I have joined several of my colleagues in proposed legislation to assure that pensions and compensation to veterans will not be reduced. because of increases in monthly social security benefits. (H.R. 1493.) Multitudes of veterans have courageously served America in war. They have separately and severally sacrificed much. They asked nothing against the odds of victory-their reward in honor is little in life and to the survivors of those that fell in defense of freedom all the honors conferred are absent of the material necessities essential to the most meager existence.

This is indeed the right place this is the right time for due diligence in the honest search for solutions to the existing economic problems and essential benefits to our veterans and to the survivors thereof.

There is no justification for regulations that penalize a veteran that is otherwise eligible for social security benefits because he has honorably served his country.

I have attached to my testimony some of the letters that I have received in support of an essential to change to existing law.

A reduction in monthly income of $10, $15, or $20 has a severe impact on the majority of veterans that have no other source of income to sustain them.

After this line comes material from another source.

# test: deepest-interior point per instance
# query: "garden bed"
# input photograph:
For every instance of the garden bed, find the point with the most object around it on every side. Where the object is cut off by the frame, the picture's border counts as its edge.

My colleagues and distinguished members of the committee, there is a conflict in the existing law that is inequitable and unfortunate because pension benefits for veterans are determined against other sources of income and the current inequity is disadvantageous to veterans or to the survivors thereof. I believe the resulting inequity of the existing law was an outright oversight beyond the intent of the Members of the Congress. It must be corrected.

The proposed legislation will direct the Administrator of the social security program to disregard any benefits that are received by veterans under the Veterans Pension Act in determining earned, eligible, and qualified monthly payments pursuant to the Social Security Act, as amended.